[R] help with regexp

Jannis

unread,

Oct 5, 2011, 7:56:52 AM10/5/11

to r-h...@stat.math.ethz.ch

Dear list memebers,

I am stuck with using regular expressions.

Imagine I have a vector of character strings like:

test <- c('filename_1_def.pdf', 'filename_2_abc.pdf')

How could I use regexpressions to extract only the 'def'/'abc' parts of these strings?

Some try from my side yielded no results:

testresults <- grep('(?<=filename_[[:digit:]]_).{1,3}(?=.pdf)', perl = TRUE, value = TRUE)

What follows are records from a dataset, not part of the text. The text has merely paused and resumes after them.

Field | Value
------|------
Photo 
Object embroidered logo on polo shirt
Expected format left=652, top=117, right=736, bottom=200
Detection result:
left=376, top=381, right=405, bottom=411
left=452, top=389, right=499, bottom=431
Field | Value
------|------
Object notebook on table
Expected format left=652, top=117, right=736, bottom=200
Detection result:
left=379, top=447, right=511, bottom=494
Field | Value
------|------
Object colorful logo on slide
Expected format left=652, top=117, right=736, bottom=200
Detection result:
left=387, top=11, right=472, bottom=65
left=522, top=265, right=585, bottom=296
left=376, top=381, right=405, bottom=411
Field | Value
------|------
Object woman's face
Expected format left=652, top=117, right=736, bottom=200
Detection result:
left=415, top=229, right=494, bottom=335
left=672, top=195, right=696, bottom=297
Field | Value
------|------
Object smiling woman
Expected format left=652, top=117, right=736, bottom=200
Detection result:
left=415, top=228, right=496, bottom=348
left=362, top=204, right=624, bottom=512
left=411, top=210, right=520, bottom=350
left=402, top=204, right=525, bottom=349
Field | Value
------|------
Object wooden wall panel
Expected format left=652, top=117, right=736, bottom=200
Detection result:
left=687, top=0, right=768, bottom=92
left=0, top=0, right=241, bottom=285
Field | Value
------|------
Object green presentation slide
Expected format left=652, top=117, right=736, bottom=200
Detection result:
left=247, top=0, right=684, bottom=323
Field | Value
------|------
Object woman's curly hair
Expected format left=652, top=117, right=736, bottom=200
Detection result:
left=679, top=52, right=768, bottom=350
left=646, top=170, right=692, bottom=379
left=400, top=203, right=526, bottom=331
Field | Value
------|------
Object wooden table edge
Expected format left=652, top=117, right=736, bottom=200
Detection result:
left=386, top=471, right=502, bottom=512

Somehow I seem to miss some important concept here. Until now I always used nested sub expressions like:

testresults <- sub('.pdf$', '', sub('^filename_[[:digit:]]_', '' , test))

but this tends to become cumbersome and I was wondering whether there is a more elegant way to do this?

Thanks for any help

Jannis

______________________________________________
R-h...@r-project.org mailing list
https://stat.ethz.ch/mailman/listinfo/r-help
PLEASE do read the posting guide http://www.R-project.org/posting-guide.html
and provide commented, minimal, self-contained, reproducible code.

Albert-Jan Roskam

unread,

Oct 5, 2011, 8:37:14 AM10/5/11

to Jannis, r-h...@stat.math.ethz.ch

Hello!

library(gsubfn)

test <- c('filename_1_def.pdf', 'filename_2_abc.pdf')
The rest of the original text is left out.